Privacy and GDPR

Privacy compliance is partly a property of the software and partly a set of obligations that the law places on whoever runs the site. Confusing the two is how organisations end up exposed. This page draws the line clearly: what CTXR does for you, and what remains yours to handle.

Who is responsible for what

Under the GDPR, CTXR is a processor and your organisation is the controller. The platform stores and serves data on your instructions; you decide what data is collected and why. That distinction is not a formality — the controller carries the bulk of the legal duties.

In practice, being the controller means you should have these in place:

Your responsibility as controller Why
A data processing agreement with CTXR Documents the processor relationship; we countersign the standard template
A record of processing activities Required for most organisations handling personal data
A privacy policy Covers visits to your space and any data you collect
Retention periods How long content and editor accounts are kept
A process for data subject requests How you handle access and deletion requests from individuals
A data-breach procedure Who acts, and within what window, if something leaks

CTXR cooperates on the platform-held data it touches — editor email addresses, display names, and expiring session records — and can export or delete those on request. It sets no tracking cookies, profiles no visitors, and shares nothing with third parties. For procurement, you can ask in writing for confirmation of where your space is hosted and for the current list of sub-processors.

Because editors sign in with a code sent to their inbox, the inbox is the credential. Anyone who can read an editor’s mail can request a code and sign in. The magic-link flow is already two-factor in spirit, but that second factor is only as strong as the mailbox behind it.
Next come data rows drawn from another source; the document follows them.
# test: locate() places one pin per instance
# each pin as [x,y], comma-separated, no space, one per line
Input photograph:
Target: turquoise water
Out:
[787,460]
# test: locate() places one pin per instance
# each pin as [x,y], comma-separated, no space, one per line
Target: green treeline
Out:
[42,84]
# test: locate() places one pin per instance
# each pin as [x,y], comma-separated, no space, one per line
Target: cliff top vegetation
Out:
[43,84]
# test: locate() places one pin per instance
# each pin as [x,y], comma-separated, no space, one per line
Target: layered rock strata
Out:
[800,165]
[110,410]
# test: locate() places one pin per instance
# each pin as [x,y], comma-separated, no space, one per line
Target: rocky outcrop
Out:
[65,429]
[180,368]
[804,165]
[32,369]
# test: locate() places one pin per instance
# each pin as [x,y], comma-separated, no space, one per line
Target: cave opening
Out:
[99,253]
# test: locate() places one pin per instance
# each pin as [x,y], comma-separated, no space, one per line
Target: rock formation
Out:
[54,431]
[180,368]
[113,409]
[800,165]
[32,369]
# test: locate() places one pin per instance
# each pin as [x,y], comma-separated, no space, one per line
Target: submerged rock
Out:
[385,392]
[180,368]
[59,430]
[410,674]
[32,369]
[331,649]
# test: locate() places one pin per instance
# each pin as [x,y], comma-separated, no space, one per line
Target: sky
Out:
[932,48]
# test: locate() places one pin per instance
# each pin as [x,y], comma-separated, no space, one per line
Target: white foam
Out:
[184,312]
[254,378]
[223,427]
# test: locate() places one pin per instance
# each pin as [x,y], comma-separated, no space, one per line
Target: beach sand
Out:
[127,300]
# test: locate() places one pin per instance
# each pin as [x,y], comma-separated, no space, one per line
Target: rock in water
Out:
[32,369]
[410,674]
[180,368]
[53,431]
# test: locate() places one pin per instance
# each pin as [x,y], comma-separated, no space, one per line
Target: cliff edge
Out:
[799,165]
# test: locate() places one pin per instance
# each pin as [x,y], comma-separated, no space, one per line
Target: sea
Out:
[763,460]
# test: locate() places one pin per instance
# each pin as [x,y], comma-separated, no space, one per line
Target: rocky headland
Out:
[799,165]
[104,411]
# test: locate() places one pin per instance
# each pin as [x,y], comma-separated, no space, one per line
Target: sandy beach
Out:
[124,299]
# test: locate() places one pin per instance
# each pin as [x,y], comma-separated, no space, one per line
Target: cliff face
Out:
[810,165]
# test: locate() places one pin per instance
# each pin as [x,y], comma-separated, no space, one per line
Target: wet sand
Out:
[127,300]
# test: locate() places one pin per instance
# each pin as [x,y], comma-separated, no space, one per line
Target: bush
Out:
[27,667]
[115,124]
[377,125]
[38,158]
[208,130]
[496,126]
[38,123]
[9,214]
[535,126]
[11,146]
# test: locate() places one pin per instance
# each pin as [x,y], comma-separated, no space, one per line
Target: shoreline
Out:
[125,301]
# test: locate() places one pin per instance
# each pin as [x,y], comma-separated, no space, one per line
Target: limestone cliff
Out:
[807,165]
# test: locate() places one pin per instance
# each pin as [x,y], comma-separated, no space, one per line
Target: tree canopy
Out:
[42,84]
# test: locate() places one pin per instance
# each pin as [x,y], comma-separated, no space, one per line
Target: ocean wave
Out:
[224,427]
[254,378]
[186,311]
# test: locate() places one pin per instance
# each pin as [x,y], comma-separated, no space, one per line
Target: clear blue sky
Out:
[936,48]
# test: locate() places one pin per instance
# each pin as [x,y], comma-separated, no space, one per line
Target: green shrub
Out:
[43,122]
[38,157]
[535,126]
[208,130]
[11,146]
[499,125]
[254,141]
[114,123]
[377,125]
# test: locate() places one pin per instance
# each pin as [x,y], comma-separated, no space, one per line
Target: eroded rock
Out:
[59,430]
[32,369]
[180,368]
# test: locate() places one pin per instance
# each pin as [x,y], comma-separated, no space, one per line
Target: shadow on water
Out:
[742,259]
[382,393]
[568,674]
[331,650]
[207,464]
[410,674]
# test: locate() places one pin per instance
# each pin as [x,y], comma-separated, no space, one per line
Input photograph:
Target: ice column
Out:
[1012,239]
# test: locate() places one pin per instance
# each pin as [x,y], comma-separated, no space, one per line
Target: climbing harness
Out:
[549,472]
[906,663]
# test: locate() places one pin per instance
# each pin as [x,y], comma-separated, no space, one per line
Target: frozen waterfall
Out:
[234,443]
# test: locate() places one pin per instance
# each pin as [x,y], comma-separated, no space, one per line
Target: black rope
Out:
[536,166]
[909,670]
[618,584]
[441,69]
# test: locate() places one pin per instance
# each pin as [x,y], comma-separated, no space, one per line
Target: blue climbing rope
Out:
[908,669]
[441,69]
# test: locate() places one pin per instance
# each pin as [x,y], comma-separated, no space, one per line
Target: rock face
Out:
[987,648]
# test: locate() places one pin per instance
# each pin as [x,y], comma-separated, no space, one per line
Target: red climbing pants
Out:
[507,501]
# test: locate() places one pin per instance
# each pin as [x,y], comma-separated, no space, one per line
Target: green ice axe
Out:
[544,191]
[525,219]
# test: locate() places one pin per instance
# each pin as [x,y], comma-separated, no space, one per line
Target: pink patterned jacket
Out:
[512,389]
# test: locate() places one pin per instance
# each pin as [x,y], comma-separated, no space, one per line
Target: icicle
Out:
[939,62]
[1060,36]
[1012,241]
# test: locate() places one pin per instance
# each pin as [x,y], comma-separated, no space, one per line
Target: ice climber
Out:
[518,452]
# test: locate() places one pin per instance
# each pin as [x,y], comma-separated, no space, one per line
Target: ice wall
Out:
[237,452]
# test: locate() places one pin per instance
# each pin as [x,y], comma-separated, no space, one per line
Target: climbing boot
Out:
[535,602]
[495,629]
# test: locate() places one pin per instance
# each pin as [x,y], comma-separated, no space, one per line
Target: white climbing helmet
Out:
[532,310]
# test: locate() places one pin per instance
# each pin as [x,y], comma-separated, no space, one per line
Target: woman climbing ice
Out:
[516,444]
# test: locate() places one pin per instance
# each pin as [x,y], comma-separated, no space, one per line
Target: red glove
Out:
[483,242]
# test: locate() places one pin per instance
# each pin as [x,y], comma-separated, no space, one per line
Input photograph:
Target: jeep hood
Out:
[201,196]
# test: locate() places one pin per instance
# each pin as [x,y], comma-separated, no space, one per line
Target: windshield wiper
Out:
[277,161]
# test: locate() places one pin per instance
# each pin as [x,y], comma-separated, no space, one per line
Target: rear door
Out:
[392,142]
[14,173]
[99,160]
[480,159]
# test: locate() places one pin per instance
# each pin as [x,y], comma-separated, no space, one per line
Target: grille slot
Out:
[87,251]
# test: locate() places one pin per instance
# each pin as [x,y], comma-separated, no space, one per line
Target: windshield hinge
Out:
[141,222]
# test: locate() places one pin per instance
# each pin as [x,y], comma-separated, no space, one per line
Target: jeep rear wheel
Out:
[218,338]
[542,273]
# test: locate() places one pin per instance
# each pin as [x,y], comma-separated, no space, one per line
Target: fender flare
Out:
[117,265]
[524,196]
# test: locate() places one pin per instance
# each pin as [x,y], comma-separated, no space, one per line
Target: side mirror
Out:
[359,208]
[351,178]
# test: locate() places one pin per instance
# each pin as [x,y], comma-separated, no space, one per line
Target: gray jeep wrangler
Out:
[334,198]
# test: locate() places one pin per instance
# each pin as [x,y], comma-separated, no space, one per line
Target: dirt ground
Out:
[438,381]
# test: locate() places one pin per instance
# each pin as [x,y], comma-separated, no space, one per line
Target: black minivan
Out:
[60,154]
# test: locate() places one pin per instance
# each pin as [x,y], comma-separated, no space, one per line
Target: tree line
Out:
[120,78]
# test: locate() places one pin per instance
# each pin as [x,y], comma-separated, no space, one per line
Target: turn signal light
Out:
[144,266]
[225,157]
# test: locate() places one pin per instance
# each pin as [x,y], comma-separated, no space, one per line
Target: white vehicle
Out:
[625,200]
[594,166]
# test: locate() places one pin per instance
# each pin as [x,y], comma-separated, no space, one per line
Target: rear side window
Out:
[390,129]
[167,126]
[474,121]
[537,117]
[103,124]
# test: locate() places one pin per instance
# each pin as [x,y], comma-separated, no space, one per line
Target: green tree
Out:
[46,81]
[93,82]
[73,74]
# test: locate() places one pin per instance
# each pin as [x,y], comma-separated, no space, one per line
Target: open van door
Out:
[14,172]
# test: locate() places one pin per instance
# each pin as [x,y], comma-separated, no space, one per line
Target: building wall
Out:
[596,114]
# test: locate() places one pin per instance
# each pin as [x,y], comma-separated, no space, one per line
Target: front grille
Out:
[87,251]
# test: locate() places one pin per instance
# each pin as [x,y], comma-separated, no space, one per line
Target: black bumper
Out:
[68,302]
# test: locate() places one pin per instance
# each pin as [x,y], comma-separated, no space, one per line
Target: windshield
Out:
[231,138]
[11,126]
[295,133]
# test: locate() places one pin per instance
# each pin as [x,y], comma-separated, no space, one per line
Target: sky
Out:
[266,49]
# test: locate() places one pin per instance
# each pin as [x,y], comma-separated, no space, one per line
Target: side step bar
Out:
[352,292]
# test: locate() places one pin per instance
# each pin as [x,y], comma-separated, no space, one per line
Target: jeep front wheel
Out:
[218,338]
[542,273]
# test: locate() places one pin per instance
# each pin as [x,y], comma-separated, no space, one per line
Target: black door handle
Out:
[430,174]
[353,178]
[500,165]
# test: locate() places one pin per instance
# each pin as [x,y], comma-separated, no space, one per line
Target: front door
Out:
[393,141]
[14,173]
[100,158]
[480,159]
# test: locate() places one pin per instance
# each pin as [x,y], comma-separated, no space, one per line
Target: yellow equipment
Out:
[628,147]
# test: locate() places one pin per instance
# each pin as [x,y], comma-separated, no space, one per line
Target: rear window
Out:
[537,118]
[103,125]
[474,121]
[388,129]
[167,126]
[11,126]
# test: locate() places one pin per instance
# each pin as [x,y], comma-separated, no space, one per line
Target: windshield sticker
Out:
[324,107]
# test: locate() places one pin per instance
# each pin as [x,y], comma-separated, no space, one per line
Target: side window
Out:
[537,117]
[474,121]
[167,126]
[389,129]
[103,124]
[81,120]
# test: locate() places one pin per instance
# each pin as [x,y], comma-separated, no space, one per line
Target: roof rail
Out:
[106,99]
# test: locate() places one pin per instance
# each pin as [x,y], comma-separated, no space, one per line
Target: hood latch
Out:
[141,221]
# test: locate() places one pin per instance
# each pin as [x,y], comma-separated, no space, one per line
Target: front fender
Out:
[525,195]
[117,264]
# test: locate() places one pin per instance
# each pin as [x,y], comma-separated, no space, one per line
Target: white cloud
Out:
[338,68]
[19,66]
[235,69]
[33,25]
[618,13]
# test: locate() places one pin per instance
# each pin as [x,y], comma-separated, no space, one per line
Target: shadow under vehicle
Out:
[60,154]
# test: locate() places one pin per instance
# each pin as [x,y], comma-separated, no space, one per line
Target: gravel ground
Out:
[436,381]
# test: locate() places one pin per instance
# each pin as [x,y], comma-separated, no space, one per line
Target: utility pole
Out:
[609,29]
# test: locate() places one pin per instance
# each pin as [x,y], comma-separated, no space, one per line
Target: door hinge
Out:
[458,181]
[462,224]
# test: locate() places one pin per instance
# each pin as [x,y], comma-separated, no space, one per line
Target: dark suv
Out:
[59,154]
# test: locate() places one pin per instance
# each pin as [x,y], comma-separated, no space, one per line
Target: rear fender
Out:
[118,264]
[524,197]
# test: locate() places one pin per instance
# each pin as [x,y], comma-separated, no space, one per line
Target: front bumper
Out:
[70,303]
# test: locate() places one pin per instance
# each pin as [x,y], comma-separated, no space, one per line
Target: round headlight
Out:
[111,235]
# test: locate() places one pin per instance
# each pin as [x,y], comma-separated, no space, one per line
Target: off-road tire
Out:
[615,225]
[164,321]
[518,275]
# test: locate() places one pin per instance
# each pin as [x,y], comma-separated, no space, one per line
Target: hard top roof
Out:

The single most impactful thing you can do for your space is therefore outside the platform: require multi-factor authentication on every editor’s email account. Treat it as mandatory, not advisory.

Operational hygiene

A few habits keep a space clean over time:

  • Uploads are public by design. Set roles and permissions deliberately, following least privilege — does this editor truly need publish, or only write?
  • Rotate API keys periodically. A WebAPI key is a long-lived credential; replace it on a schedule and immediately if it is ever exposed.
  • Keep the actor list tidy. Remove people the day they leave and keys the day an integration retires; the platform does not expire them for you.

Uploaded files are publicly reachable. CTXR is not encrypted private storage and must not be used as a document vault. Never upload contracts, medical information, identity documents, or other sensitive files — link out to a dedicated secure service instead. View gating restricts the pages of a space, not raw uploaded files.

Privacy by architecture

Two structural traits work in your favour. First, pull, not push: spaces expose their data and others read it on request rather than having it pushed into them, so data does not spread sideways across the platform without an explicit, auditable read. This is described in what an account is. Second, soft-delete with a retention window gives you a grace period to recover an accidental deletion — but treat it as a safety net, not a retention policy. Defining how long you actually keep personal data is a controller decision the platform cannot make for you.